- Former CEO Bob Iger is surprisingly returning to lead Disney.
- According to the announcement, he has agreed to take up the position again for a period of two years.
- It said current CEO Bob Chapek had resigned.
Previously, Egger was President of Entertainment for 15 years. He resigned in February 2020 but remains with the group as CEO.
The Wall Street Journal reported that the internal email announcing Iger’s return to the top of the group came as such a surprise to employees that some initially thought it was a fake message from a hacked account. In fact, Chapek’s contract was only extended until the end of 2024 in the summer. In addition, Iger has said several times that he is not interested in a job at Disney.
Business flow is increasing but it is not making money
Iger, 71, is taking the lead again at a difficult moment for Disney. The group has to take into account the reduced willingness of consumers to spend in times of high inflation. At the same time, cable TV revenues are declining in the United States.
A particular problem is the streaming business. It’s growing rapidly with services like Disney+, but it’s in the red. Last quarter alone, it generated an operating loss of $1.47 billion. The reason for this is the high cost of well-produced films and series that have not yet been brought in from subscription revenue.
Theme parks, which are thriving after the outbreak of the pandemic, are making up for the losses. However, Disney missed stock market expectations. With the most recent quarterly earnings of $162 million, the stock has continued to fall. In early November, outgoing CEO Chapek announced austerity measures, including a hiring freeze and job cuts.

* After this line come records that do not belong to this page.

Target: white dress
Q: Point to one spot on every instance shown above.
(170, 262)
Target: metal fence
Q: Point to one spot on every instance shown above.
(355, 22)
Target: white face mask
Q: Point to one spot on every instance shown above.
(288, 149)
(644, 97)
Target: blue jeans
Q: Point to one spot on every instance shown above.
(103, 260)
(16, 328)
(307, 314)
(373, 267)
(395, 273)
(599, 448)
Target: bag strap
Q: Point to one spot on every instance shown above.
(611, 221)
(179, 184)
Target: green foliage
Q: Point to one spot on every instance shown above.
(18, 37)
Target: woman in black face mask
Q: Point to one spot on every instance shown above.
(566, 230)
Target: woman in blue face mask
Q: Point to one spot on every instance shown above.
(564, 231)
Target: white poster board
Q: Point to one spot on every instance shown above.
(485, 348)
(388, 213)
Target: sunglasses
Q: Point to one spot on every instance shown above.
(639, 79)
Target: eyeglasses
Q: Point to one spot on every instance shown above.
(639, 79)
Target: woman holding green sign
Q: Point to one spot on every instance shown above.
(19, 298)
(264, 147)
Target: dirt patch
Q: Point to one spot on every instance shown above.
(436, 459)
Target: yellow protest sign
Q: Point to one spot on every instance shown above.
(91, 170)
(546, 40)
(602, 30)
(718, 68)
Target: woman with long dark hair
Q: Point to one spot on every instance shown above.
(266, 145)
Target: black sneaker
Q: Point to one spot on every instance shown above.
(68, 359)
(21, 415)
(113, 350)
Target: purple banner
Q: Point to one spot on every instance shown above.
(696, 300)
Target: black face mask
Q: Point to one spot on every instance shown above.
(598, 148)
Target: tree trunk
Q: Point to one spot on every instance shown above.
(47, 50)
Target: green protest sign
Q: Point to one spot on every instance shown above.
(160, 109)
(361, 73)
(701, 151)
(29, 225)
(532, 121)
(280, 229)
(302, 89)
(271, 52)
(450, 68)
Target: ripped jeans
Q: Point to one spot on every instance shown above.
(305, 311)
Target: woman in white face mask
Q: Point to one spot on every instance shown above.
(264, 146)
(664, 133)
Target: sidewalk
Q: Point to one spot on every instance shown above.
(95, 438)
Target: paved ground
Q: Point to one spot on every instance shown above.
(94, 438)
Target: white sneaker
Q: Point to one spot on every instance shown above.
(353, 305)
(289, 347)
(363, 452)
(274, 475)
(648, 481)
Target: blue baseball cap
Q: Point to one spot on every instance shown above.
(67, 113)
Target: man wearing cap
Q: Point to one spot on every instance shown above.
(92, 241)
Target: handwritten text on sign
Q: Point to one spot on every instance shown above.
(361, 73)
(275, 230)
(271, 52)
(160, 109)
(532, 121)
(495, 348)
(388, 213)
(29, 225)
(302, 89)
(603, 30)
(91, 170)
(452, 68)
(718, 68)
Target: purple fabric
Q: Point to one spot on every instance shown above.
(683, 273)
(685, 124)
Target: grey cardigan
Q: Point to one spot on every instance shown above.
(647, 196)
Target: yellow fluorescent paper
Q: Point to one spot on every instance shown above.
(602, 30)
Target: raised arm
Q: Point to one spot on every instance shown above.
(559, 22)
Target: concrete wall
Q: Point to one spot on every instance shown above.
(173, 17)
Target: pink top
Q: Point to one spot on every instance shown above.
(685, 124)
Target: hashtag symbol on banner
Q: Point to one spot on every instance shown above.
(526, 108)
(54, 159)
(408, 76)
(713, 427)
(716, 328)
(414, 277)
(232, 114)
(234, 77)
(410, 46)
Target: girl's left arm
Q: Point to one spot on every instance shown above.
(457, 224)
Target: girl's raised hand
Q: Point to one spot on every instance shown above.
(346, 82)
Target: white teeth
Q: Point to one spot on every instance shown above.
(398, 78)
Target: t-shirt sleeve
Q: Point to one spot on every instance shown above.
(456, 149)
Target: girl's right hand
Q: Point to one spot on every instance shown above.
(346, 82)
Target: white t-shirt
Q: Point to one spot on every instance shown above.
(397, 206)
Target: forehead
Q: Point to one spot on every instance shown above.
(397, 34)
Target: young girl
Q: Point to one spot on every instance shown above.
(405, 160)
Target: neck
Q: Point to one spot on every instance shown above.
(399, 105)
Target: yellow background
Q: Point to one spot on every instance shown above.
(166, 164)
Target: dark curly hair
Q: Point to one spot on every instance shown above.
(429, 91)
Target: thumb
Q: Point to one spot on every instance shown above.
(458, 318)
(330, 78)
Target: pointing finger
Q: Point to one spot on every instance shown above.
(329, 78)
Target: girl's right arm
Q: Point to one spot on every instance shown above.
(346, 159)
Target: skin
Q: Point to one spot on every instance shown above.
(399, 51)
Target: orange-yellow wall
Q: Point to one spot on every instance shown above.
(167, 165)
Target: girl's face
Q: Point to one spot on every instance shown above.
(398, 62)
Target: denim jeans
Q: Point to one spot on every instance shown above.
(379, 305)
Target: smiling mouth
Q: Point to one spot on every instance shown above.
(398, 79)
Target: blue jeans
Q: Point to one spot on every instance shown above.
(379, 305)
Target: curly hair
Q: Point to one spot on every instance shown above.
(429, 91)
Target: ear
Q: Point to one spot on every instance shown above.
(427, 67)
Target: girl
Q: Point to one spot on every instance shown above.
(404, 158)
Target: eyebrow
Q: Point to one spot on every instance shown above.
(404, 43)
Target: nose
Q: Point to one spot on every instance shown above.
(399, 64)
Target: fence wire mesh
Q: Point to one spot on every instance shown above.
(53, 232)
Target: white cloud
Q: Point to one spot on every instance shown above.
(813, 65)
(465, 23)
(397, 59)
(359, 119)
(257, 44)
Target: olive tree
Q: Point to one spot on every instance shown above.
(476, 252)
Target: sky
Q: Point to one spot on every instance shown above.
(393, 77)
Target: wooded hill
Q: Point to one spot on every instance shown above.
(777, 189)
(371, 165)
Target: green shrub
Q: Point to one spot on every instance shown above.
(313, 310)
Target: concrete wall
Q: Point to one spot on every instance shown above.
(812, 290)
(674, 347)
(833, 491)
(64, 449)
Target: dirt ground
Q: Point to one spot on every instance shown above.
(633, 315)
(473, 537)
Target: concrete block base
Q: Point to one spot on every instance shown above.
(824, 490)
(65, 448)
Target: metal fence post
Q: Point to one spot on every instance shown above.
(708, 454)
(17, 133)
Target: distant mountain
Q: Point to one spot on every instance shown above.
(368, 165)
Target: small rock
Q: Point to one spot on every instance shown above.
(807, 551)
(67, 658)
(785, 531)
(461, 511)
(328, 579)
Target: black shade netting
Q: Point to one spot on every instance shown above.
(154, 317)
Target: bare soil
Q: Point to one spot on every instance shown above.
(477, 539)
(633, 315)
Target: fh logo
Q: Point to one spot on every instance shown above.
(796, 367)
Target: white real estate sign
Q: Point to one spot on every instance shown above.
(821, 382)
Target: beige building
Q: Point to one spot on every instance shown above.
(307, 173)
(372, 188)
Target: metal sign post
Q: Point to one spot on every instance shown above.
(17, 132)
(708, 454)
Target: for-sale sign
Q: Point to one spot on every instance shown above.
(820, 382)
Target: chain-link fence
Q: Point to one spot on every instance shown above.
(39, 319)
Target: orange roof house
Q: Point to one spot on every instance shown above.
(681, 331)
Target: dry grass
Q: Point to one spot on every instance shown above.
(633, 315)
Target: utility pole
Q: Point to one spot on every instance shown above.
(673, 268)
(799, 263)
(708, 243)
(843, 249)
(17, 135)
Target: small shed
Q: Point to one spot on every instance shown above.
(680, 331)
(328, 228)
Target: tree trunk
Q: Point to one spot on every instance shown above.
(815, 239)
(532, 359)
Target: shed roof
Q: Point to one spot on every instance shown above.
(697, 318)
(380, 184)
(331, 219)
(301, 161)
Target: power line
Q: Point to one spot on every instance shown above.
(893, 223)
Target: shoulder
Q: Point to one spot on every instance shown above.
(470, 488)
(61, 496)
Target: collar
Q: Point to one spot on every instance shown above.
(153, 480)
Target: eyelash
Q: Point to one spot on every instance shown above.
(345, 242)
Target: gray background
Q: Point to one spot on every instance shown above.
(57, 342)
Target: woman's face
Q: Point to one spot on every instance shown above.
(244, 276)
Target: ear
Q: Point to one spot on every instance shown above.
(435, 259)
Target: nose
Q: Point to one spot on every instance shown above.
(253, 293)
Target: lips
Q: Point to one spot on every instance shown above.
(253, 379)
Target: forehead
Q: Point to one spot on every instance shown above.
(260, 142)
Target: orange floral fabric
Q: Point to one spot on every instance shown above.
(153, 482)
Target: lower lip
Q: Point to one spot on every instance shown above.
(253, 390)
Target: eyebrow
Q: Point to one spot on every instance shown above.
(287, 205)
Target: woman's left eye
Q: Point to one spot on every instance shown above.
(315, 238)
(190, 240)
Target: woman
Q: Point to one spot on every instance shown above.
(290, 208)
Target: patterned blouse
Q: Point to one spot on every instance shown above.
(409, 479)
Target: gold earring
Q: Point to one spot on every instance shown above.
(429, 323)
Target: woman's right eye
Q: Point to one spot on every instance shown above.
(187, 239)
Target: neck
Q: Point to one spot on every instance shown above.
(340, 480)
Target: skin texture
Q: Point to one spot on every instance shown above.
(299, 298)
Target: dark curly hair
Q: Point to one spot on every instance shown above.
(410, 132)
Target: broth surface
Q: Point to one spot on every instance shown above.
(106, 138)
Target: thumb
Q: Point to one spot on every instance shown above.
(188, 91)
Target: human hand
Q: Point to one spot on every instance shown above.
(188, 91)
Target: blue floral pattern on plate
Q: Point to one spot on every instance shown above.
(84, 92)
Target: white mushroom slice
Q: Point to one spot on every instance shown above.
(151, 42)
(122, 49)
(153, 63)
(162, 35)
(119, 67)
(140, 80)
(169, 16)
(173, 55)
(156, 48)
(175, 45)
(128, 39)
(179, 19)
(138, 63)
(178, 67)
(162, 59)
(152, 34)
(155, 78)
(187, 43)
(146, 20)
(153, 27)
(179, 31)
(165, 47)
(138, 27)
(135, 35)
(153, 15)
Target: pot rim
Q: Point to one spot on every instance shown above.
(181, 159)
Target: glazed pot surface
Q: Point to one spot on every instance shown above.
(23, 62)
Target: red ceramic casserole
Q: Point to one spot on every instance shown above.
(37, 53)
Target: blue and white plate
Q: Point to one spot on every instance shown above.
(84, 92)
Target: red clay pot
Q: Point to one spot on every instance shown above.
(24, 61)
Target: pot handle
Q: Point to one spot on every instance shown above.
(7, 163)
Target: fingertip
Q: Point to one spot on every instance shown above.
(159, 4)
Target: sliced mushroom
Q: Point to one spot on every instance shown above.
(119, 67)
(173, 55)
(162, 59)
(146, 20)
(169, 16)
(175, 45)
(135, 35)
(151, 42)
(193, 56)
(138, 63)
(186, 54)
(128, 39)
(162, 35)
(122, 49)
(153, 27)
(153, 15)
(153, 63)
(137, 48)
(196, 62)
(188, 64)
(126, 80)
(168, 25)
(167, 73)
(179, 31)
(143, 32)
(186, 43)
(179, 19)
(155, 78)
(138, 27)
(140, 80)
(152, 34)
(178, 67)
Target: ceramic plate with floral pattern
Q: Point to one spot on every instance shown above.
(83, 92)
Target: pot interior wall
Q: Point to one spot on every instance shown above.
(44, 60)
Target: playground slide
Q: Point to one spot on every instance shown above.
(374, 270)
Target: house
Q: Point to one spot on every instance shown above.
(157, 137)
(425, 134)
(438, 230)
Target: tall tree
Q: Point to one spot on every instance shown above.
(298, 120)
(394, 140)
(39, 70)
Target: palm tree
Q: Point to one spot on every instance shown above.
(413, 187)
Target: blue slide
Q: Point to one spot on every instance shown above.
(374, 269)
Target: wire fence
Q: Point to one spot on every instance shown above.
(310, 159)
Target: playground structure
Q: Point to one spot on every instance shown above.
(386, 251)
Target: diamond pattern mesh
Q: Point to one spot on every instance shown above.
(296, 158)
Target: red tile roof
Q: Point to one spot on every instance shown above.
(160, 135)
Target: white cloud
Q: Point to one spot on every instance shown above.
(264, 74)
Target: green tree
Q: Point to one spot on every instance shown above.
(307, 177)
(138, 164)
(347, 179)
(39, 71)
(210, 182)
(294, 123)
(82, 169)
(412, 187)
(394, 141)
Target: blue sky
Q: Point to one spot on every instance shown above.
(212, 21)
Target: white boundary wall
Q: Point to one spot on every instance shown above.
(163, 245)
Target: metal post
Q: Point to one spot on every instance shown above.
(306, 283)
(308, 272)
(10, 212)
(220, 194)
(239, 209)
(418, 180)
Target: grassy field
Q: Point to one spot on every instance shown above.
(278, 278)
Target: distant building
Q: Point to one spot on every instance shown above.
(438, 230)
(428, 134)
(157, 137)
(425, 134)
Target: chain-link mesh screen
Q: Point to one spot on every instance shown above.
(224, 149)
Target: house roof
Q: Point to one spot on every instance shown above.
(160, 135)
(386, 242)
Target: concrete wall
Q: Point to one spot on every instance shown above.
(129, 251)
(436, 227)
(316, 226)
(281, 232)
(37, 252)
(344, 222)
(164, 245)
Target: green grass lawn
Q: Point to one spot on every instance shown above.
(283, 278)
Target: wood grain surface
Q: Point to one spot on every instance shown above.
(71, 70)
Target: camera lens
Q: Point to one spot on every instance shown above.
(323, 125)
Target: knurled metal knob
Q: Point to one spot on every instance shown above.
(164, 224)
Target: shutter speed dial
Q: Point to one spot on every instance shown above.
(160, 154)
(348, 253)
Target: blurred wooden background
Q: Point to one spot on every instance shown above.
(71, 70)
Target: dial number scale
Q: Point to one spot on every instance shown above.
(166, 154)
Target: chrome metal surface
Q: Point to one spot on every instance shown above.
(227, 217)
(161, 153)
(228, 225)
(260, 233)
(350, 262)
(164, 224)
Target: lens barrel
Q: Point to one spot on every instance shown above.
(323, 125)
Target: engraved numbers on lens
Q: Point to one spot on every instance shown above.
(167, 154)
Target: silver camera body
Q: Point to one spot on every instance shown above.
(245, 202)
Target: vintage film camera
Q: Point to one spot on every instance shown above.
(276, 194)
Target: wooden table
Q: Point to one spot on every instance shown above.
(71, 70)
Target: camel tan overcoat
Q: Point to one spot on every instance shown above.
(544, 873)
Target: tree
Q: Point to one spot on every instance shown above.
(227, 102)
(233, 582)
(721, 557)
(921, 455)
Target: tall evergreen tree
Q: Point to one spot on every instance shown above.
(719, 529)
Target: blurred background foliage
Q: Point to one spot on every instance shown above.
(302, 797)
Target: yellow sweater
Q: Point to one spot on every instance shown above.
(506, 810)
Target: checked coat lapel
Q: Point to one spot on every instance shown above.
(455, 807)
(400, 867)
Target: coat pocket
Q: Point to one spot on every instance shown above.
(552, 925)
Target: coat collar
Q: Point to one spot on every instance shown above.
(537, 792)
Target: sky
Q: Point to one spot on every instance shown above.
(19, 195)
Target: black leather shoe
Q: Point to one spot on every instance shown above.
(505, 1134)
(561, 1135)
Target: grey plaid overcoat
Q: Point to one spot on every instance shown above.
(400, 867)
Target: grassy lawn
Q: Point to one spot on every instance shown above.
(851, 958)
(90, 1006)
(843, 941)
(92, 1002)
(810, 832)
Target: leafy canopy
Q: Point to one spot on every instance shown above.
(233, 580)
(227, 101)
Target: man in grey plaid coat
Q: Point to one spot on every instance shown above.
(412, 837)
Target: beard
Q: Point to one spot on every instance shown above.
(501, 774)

Tensions between the two pop
Bob Iger is the architect of the Disney set today. During his time, the entertainment giant bought the animation studio Pixar, the companies behind the lucrative “Star Wars” series and the “Marvel” movies, and the Hollywood studio 21st Century Fox. He got Disney into the broadcasting business near the end of his tenure.
Former Parks official Bob Chapek took over in 2020 as the preferred successor to Iger. According to media reports, there has been a disagreement recently. The CNBC commercial reported that the tensions began early on when Iger promised to support Chapek in overcoming the coronavirus pandemic in an interview. This made him feel cared for.
Too much inner resentment
Another point of tension was the restructuring of the company, which was carried out by Shabek. By centralizing budget responsibility, Disney was able to make decisions more quickly. However, individual department heads have lost a lot of spending freedom.
Chapek was also reluctant to deal with a Florida law that bans topics such as sexual orientation and gender identity in public schools through the third grade. Only after employee protests did he react and announce that he would stop making political donations. Then state lawmakers stripped Disney of a special status that gave the company sweeping control over its theme parks. For his part, Egger criticized the law early on because it could harm children.